Mariarosa Masoero
Mariarosa Masoero, già professore ordinario di Letteratura italiana presso l’Università di Torino e direttore del Centro Studi «Guido Gozzano – Cesare Pavese» dello stesso Ateneo, nel quinquennio 2013-2018 è stata presidente della Fondazione “Centro di Studi Alfieriani” di Asti.

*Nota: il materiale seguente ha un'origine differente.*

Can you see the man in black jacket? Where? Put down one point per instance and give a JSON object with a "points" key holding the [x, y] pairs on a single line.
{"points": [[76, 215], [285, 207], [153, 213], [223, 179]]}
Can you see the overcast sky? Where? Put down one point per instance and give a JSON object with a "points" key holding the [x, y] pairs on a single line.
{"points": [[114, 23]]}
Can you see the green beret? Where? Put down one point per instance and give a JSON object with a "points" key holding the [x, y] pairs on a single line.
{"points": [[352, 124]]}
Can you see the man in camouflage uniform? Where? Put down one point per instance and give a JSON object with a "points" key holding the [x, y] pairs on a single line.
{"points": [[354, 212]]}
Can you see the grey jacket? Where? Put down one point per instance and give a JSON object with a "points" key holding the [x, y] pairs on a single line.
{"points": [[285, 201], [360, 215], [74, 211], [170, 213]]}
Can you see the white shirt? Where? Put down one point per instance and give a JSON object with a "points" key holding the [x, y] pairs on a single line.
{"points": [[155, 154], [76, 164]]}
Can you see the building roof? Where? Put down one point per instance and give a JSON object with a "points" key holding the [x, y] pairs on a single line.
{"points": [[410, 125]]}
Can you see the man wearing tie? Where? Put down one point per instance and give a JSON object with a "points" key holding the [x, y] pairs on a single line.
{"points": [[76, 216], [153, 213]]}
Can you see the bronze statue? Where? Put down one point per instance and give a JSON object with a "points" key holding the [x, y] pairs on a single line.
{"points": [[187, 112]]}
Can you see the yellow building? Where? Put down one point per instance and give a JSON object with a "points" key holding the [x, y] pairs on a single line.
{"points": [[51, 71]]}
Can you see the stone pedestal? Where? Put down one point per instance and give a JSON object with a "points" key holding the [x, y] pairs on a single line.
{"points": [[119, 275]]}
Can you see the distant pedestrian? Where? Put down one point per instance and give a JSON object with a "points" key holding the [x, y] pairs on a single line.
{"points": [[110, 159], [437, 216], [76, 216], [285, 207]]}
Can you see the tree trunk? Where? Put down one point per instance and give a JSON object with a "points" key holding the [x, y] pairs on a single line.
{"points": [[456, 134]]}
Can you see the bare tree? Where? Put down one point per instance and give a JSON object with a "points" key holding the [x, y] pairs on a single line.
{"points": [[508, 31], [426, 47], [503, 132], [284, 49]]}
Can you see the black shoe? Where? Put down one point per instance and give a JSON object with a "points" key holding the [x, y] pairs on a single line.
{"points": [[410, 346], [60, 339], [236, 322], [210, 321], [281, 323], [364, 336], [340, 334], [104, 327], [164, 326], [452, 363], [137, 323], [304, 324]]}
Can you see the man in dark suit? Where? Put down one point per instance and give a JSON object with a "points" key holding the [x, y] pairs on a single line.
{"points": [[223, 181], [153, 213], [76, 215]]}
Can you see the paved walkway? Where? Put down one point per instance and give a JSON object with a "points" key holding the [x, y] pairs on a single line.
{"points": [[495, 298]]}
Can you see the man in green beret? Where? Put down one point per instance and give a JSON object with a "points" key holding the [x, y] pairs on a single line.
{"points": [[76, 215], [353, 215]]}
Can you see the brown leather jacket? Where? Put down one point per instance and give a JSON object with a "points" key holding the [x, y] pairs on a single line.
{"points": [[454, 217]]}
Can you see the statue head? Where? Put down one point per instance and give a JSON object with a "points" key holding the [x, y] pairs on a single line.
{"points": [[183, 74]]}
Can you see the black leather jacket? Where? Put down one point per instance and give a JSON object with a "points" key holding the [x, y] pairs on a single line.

La sua attività scientifica è iniziata dalla letteratura del Cinque-Seicento, con particolare attenzione ad alcuni generi letterari (favola pastorale, letteratura di viaggio, autobiografia, epica). Si è poi occupata di autori del Novecento: oltre a Giovanni Arpino e a Lalla Romano, ha dedicato studi a Guido Gozzano e a Cesare Pavese, curando edizioni commentate di testi inediti: il Quaderno dantesco e il Quaderno petrarchesco, l’epistolario giovanile con Ettore Colla e il copione cinematografico San Francesco d’Assisi, per quanto riguarda Gozzano; Le poesie, Tutti i racconti, la Cronologia e le Notizie filologiche relative ai primi cinque romanzi, gli Scritti e soggetti cinematografici e Il quaderno del confino del secondo. Sempre di Cesare Pavese sono usciti, nel 2003, il romanzo a quattro mani con Bianca Garufi Fuoco grande, nel 2011 il carteggio inedito tra Cesare Pavese e Bianca Garufi, la donna più importante per la sua scrittura creativa, e nel 2020 quello tra Cesare Pavese e Nicola Enrichens, Direttore della scuola elementare di S. Stefano Belbo. Studi su Maria Savi Lopez, Carola Prosperi e Paola Guglielminetti, cugina della più nota Amalia, documentano i suoi interessi per la letteratura femminile di fine Ottocento e inizio Novecento. Ha curato due volumi dell’edizione nazionale delle opere di Vittorio Alfieri (Traduzioni, da Virgilio e da Terenzio). Da molti anni si interessa della memorialistica della deportazione e fa parte del CD della sezione torinese dell’ANED. È membro del CdA e del CS della Fondazione Bottari Lattes.